Et la carte à puce ? C’est pour rappeler que vous avez écrit Carte à puce, l’histoire secrète ?
Oui. Vingt-six ans ont passé, et de plus en plus de gens sont sceptiques sur ma paternité dans l’affaire. D’abord, parce je suis autodidacte, je n’ai pas fait d’études après le bac. Dans les couloirs du Cent (Centre de recherche de France Telecom), certains allaient jusqu’à affirmer que l’idée de la carte à puce n’était pas vraiment de moi, que j’en avais fait courir la rumeur, que les journalistes étaient à ma botte parce qu’en venant m’interviewer à mon bureau, on est plongé dans un univers loufoque... C’est pour cela qu’il y a huit ou neuf ans, j’ai édité, à mes frais, une carte de téléphone dont le visuel était la figure 4 de mon brevet numéro un.
La deuxième raison, c’est à cause de Bull, qui a pris l’habitude de se référer à René Barjavel et son roman La nuit des temps, publié en 1969, comme source d’inspiration de la carte. Du coup, je sais distinguer mes amis de mes ennemis : ceux qui prononcent le nom de Barjavel sont dans le mauvais camp... Dans Carte à puce, l’histoire secrète, il manque une page, très importante pour moi, qui a disparu par erreur, dans les échanges copier-coller avec l’éditeur. Ce qu’elle révèle, c’est que je n’ai jamais lu ce putain de bouquin ! Malgré son titre magnifique, La nuit des temps. En fait, je l’ai finalement lu en 1995. Et pour tout dire, ce n’est pas Barjavel qui m’a donné l’idée de la carte, mais un bouquin de science-fiction (voir page suivante), édité plusieurs années avant le roman français : le héros portait une bague qui lui ouvrait les portes d’un vaisseau spatial.
Est-ce la seule raison à l’origine de ce livre ?
Mes brevets sont tombés dans le domaine public depuis un an. Je n’ai plus aucun intérêt économique dans l’affaire, donc plus aucune raison de me taire. Je voulais qu’on se rende compte du grand coup de chance dont j’ai bénéficié. D’ailleurs, l’un des chapitres s’intitule Rendez-vous avec la chance, et j’ai parsemé le livre de trèfles à quatre feuilles.
Dans cet ouvrage, vous ne ménagez pas Bull.
Cette entreprise a tout de même mis seize ans à sortir la carte à puce, alors que Gemplus n’a pas eu besoin de plus de trois ans pour devenir leader mondial du marché. Cela paraît incroyable. Je crois, comme le titrait un article du Monde, que cette entreprise est maudite. Et Bull a essayé de faire main basse sur mes brevets, puis de les contourner.

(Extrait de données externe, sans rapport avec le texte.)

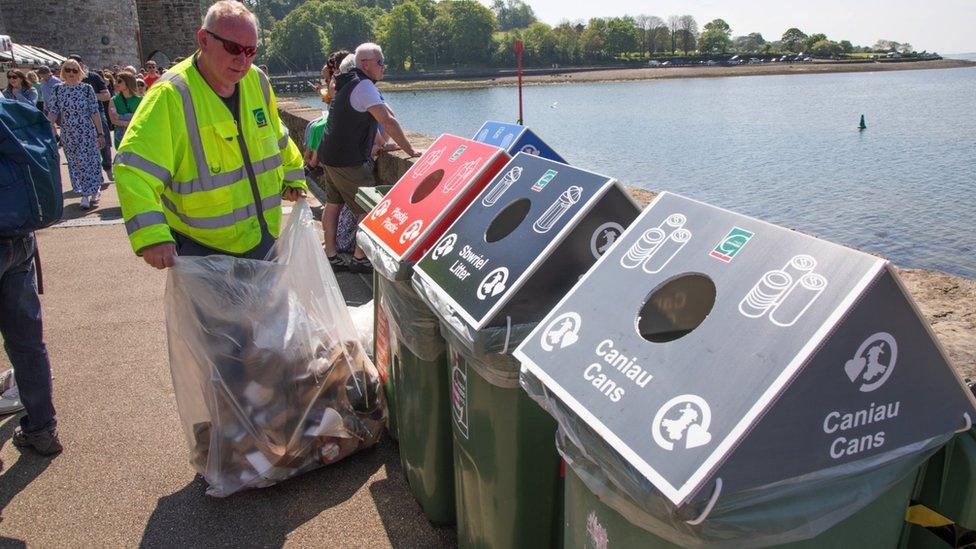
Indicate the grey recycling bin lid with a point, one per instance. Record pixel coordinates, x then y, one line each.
523 241
708 344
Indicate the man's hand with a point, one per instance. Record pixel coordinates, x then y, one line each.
292 194
161 255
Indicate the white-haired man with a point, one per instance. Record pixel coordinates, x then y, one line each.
205 161
345 151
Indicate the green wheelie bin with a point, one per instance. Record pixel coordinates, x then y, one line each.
368 198
704 412
592 523
526 239
396 233
506 468
948 487
419 372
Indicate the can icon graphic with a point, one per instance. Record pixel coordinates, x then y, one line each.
554 213
799 265
660 257
673 221
643 248
765 294
796 302
499 189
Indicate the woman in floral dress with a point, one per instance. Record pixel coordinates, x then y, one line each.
75 109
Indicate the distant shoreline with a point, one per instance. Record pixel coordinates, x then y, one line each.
625 75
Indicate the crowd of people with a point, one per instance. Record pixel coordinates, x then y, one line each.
90 110
343 143
180 188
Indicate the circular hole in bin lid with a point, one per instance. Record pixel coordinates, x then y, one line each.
427 186
507 220
675 308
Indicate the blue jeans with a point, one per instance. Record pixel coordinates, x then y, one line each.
20 326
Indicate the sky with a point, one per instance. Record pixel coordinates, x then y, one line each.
943 26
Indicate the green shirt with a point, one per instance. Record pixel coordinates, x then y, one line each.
314 131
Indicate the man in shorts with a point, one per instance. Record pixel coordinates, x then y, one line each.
350 132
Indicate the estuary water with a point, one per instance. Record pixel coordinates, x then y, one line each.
784 149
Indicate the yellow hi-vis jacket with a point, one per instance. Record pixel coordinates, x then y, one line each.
185 164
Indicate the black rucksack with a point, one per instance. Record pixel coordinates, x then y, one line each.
30 171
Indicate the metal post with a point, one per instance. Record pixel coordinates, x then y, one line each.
518 70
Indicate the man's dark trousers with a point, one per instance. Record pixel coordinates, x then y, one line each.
20 326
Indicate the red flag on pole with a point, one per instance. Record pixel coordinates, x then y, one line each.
518 70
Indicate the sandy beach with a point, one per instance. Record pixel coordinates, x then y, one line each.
624 75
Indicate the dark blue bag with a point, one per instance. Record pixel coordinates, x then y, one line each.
30 171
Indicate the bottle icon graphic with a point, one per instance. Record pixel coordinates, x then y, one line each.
499 189
426 162
463 173
563 203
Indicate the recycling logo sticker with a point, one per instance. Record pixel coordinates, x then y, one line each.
873 362
562 332
381 209
603 238
683 421
444 247
459 394
412 231
493 284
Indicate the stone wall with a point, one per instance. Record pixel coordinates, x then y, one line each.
389 166
168 26
103 32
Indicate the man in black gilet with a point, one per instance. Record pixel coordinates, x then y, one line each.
345 151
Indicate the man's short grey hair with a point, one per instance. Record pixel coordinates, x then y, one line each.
368 50
347 64
227 9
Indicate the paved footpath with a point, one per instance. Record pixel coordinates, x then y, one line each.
124 478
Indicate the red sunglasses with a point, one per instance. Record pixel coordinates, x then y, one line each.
234 48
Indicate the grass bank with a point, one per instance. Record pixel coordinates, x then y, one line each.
624 75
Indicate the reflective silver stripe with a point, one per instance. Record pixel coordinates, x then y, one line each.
132 159
224 179
192 128
221 221
144 219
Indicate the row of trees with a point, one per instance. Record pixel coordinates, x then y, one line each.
427 34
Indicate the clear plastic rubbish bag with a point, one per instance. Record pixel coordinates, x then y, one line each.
270 377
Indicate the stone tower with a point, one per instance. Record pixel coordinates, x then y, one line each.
105 32
168 28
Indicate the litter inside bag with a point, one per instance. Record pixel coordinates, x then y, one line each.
270 376
362 318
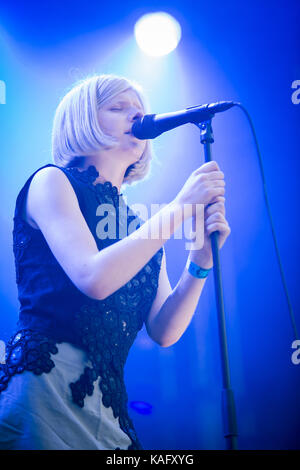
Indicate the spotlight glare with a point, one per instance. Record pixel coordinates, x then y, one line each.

Vous vous en prenez aussi à un délégué du Crédit lyonnais...
Cet homme était farouchement opposé à l’idée de la carte à puce. Mais le comble, c’est qu’il s’est fait nommer, au début des années 1980, à la tête du GIE carte à mémoire (qui deviendra le GIE carte bancaire en 1990). Et il n’a eu de cesse de complexifier le projet pour retarder sa sortie.
Dans votre livre, on peut lire des anecdotes surprenantes, comme cette histoire d’appareil à dévoiler le code secret.

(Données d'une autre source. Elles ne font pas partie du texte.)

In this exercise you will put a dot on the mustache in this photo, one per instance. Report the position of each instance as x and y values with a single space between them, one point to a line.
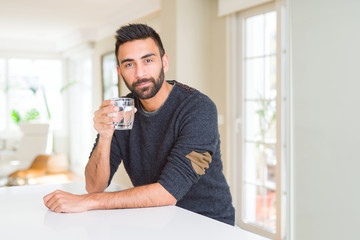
140 81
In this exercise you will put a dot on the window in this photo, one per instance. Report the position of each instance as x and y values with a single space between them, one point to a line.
30 90
260 102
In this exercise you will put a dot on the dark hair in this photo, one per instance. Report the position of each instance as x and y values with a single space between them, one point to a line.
132 32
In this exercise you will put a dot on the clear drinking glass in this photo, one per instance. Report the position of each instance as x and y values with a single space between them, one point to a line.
125 116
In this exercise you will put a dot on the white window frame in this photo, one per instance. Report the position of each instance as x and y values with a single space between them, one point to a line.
235 79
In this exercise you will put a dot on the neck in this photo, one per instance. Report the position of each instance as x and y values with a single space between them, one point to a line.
154 103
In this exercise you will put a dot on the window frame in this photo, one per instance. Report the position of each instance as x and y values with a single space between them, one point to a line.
236 74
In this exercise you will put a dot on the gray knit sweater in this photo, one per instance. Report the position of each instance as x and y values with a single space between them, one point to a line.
177 146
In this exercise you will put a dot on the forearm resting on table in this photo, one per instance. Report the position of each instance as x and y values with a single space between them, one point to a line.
97 171
152 195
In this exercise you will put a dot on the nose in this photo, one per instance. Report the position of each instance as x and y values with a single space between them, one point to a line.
140 71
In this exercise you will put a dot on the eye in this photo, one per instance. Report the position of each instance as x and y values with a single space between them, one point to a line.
148 60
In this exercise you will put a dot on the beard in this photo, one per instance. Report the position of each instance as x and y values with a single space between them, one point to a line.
148 91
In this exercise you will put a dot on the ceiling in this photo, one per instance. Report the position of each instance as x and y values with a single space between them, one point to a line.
57 25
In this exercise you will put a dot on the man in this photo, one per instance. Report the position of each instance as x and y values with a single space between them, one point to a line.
172 154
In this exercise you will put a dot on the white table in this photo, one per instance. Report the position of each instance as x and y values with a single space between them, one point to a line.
23 215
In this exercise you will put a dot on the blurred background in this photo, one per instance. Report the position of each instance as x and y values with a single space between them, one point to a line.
283 74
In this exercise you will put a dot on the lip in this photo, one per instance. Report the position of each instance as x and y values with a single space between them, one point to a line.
144 84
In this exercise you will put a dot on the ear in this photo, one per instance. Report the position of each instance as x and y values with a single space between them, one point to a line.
165 60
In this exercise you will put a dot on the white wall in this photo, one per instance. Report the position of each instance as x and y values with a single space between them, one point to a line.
326 119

Un de mes ingénieurs s’était rendu compte qu’en modifiant légèrement un appareil du commerce (un lecteur de carte de parking), il était très simple de trouver le code secret de n’importe quelle carte. J’ai prévenu Bull qui m’a fait comprendre que ce n’était pas grave. Le GIE, en revanche, a pris l’affaire très au sérieux, et a fait détruire 9 millions de cartes bancaires de 30 ou 40 francs l’unité.

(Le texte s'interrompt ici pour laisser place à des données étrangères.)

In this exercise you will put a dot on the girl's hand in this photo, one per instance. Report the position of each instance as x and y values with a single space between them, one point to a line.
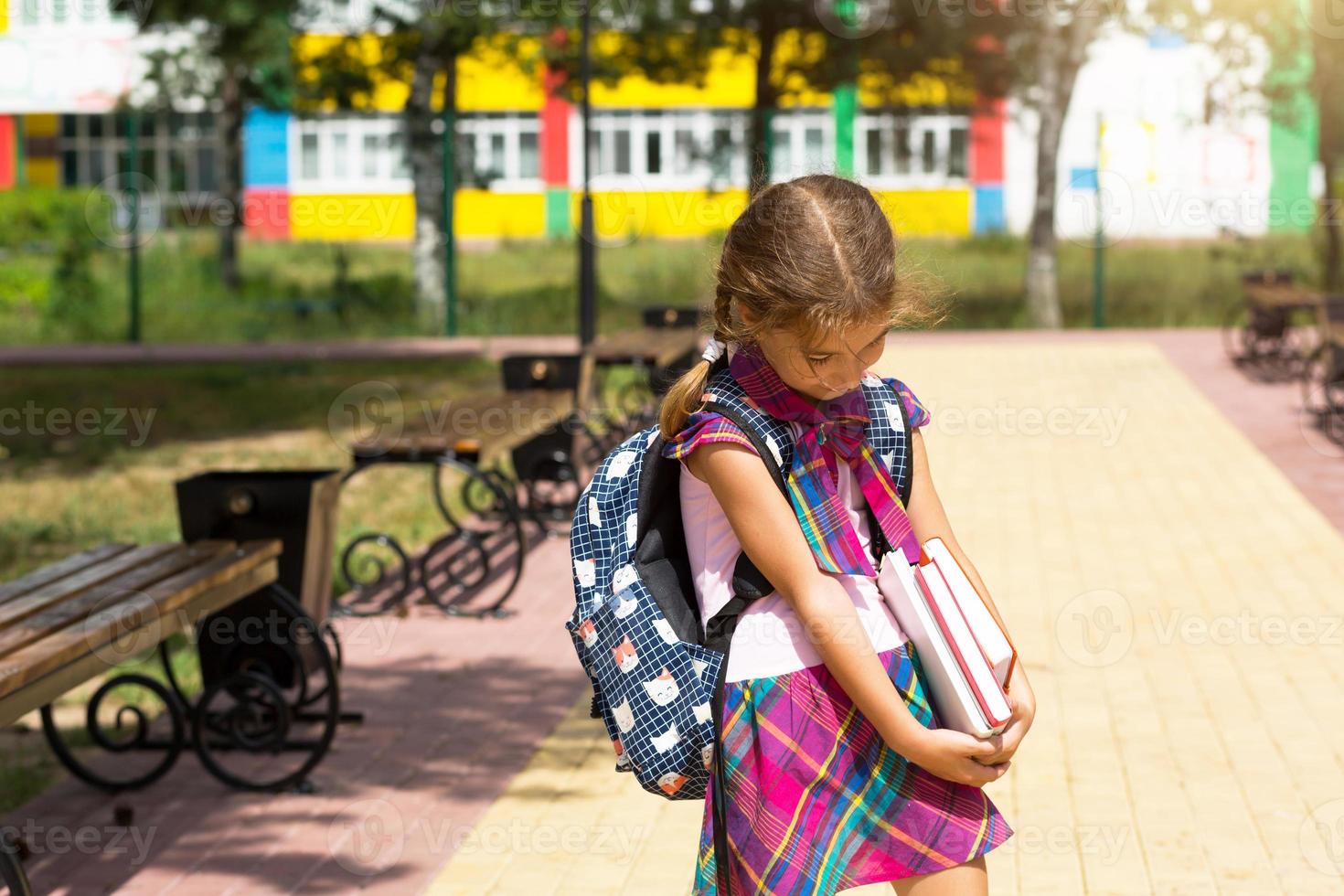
1023 713
957 756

Pourquoi livrer un CD-Rom de musique classique et de toiles de maître avec votre livre ?
Parce que la musique classique, et particulièrement Bach, est l’une de mes passions. J’ai profité de ce livre pour la faire partager.
Avez-vous de nouvelles idées pour la carte à puce ?
Non. J’y ai consacré vingt-huit ans de ma vie, j’en ai vraiment marre. Cela ne m’amuse plus du tout. Je n’y comprends techniquement plus rien, je suis parfaitement largué. C’est un objet qui existe désormais comme les cerises existent dans les cerisiers : un mec à Panama a envie de faire un machin. Il se rend compte qu’il a besoin de cartes à puce. Il va chez le marchand en acheter comme il achèterait des cerises cueillies sur un cerisier...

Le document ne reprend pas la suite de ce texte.